SETTING: Multiple institutions that were members of international PRACTICAL consortium.
PARTICIPANTS: All consortium participants of European ancestry with known age, PCa status, and quality assured custom (iCOGS) array genotype data. The development dataset comprised 31 747 men; the validation dataset comprised 6411 men.
MAIN OUTCOME MEASURES: Prediction with hazard score of age of onset of aggressive cancer in validation set.

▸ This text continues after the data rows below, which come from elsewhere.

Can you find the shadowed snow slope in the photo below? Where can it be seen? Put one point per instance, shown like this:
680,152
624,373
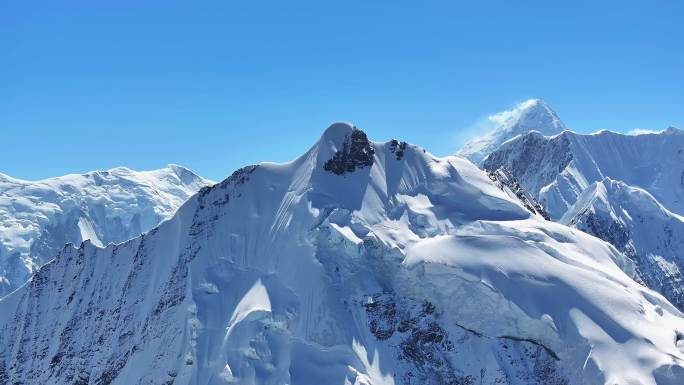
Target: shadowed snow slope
632,220
38,218
357,263
558,169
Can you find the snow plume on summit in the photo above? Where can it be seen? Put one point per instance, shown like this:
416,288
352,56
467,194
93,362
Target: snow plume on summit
360,262
530,115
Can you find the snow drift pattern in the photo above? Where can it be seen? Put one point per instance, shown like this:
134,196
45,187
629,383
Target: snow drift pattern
409,270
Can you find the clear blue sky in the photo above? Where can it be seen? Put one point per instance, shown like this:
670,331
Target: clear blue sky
215,85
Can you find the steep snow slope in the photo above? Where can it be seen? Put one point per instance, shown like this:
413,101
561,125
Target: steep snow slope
533,114
38,218
357,263
633,221
558,169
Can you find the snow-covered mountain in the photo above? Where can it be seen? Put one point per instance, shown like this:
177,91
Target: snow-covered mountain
559,168
625,189
632,220
357,263
532,114
38,218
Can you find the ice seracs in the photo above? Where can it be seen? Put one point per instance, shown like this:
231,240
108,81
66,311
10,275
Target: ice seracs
408,269
37,218
532,114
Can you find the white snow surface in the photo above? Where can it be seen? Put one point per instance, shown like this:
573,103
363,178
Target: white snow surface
632,220
558,169
413,270
38,217
533,114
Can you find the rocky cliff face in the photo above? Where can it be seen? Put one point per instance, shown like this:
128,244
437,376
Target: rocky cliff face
411,269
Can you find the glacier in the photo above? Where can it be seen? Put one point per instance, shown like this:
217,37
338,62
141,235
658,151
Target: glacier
37,218
359,262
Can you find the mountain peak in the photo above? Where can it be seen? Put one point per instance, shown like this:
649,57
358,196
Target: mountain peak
532,114
346,147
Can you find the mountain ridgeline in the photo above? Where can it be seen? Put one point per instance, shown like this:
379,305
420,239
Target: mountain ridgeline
359,262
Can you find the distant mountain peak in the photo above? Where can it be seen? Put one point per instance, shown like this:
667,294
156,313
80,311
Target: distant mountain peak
530,115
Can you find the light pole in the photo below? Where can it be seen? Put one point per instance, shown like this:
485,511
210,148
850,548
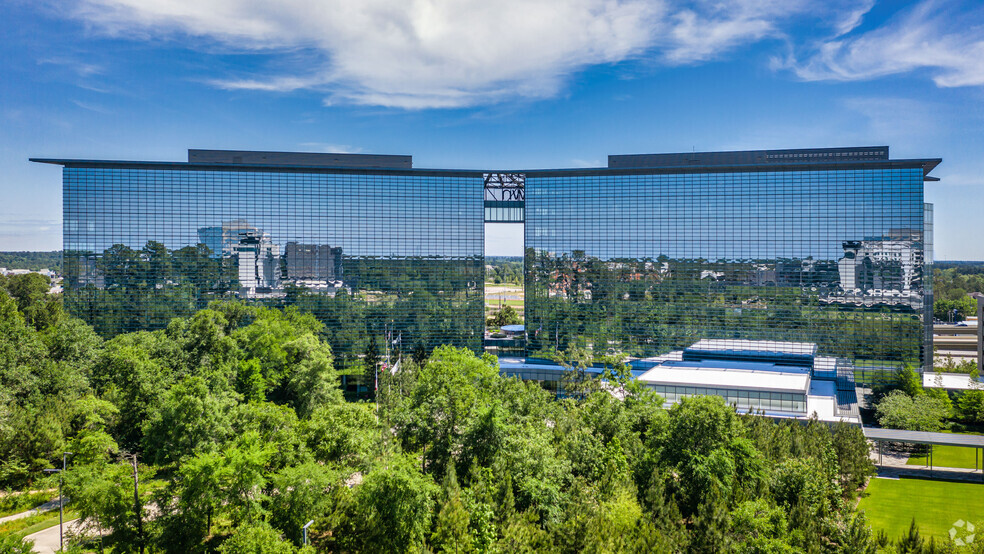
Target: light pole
306,525
61,500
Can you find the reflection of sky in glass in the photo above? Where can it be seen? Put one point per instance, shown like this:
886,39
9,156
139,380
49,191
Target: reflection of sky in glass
728,216
366,215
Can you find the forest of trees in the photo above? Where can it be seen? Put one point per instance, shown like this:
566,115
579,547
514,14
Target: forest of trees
34,261
504,269
242,435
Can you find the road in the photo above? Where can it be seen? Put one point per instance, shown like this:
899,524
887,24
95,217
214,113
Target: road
50,505
46,541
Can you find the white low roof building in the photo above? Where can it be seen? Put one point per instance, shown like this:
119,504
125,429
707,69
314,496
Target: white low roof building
730,375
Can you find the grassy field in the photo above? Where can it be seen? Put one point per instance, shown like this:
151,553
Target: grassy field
25,526
891,504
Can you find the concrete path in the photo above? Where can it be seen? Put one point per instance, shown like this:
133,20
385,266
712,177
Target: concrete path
47,540
50,505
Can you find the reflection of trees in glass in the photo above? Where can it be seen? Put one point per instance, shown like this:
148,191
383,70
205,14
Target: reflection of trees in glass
645,307
410,300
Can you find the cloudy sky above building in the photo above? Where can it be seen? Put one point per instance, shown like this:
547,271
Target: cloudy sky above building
488,84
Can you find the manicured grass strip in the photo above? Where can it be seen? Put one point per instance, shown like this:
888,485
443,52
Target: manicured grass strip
15,503
948,456
26,526
891,504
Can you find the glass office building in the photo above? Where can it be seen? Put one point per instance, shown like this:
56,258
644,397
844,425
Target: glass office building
657,252
384,252
646,256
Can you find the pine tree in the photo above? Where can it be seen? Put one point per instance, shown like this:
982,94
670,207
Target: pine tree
370,363
710,533
451,532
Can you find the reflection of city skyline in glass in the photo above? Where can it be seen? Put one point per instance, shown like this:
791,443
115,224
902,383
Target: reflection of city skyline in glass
649,262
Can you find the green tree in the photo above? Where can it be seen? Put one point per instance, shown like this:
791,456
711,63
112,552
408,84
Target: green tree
393,508
451,528
370,365
39,308
446,397
300,494
342,433
898,410
256,538
191,420
102,493
971,405
853,459
312,380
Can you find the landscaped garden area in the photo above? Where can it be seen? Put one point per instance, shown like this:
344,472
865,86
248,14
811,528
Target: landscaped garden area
948,456
891,504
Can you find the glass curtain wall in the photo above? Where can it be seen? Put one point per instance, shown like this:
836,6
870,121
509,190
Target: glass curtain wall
392,255
644,263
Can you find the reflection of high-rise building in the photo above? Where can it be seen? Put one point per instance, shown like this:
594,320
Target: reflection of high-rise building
644,257
259,262
222,240
893,263
351,238
312,262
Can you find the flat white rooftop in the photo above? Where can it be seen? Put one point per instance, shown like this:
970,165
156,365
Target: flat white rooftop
805,348
729,375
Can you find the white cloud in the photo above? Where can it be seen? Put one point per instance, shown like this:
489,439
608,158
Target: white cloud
931,36
450,53
443,53
404,53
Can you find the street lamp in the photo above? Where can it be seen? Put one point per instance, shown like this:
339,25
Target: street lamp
306,525
61,500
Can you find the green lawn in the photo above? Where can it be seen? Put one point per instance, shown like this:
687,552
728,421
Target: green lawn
890,505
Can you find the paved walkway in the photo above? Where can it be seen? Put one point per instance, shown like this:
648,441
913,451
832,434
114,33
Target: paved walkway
50,505
894,464
47,541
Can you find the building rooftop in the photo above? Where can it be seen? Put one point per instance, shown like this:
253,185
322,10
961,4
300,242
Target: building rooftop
750,160
312,159
730,375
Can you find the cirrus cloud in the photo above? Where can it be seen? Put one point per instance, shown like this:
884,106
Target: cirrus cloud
442,53
416,54
935,36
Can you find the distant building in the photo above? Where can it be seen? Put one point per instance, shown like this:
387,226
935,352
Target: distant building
647,256
222,240
312,262
259,263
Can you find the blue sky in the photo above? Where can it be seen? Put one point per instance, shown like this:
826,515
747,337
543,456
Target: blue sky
488,84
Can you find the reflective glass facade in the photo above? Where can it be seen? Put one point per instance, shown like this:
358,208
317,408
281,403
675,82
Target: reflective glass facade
370,253
645,257
649,261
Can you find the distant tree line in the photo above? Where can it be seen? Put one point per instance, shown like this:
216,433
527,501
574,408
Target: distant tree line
34,261
242,436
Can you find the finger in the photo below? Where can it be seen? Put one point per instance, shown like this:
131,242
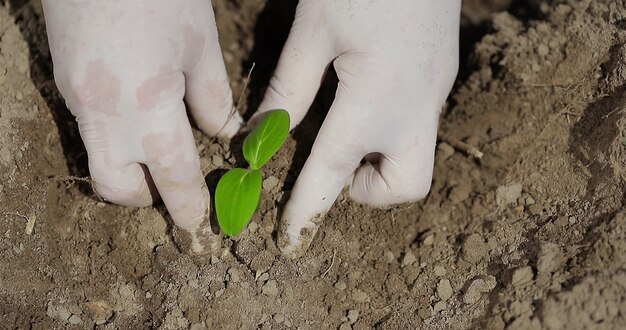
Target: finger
116,178
303,61
174,164
208,92
402,173
322,178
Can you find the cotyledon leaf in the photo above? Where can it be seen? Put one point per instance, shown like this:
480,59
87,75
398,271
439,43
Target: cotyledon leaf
236,199
266,138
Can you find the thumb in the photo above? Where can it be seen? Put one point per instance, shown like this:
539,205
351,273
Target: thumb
301,67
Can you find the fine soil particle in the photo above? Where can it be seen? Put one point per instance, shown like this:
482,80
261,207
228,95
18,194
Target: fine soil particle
529,236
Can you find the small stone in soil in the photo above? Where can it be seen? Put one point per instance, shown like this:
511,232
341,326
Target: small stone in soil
506,195
263,277
440,306
353,316
444,151
409,258
75,320
270,288
474,249
389,256
522,276
440,271
551,258
429,240
340,285
444,290
477,287
345,326
460,193
360,296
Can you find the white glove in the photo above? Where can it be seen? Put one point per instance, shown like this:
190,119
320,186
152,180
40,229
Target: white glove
396,62
124,68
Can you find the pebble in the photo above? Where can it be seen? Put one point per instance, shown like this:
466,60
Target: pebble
440,306
75,320
551,258
424,313
543,50
522,276
572,220
444,151
478,287
235,274
408,259
440,271
444,290
360,296
264,277
353,316
345,326
460,193
270,288
506,195
197,326
355,275
389,256
340,285
474,249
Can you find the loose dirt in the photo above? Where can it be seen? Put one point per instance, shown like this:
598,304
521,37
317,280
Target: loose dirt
530,236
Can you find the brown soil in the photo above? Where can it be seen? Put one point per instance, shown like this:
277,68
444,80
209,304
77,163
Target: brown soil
531,236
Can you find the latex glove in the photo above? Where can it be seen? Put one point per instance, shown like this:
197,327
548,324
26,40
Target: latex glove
396,62
124,68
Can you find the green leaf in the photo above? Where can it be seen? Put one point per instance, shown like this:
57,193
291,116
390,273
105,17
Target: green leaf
236,199
266,138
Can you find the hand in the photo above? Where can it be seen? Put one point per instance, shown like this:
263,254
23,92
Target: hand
124,68
396,62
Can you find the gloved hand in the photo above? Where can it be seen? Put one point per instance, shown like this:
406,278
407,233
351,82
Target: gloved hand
396,62
124,68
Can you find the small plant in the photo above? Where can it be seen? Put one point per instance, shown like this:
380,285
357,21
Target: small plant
238,192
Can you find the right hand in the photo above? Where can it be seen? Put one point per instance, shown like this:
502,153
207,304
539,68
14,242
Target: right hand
124,68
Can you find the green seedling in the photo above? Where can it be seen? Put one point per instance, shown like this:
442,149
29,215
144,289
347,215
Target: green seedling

RESULTS: In the independent validation set, the hazard score calculated from 54 single nucleotide polymorphisms was a highly significant predictor of age at diagnosis of aggressive cancer (z=11.2, P<10-16). When men in the validation set with high scores (>98th centile) were compared with those with average scores (30th-70th centile), the hazard ratio for aggressive cancer was 2.9 (95% confidence interval 2.4 to 3.4). Inclusion of family history in a combined model did not improve prediction of onset of aggressive PCa (P=0.59), and polygenic hazard score performance remained high when family history was accounted for. Additionally, the positive predictive value of PSA screening for aggressive PCa was increased with increasing polygenic hazard score.
CONCLUSIONS: Polygenic hazard scores can be used for personalised genetic risk estimates that can predict for age at onset of aggressive PCa.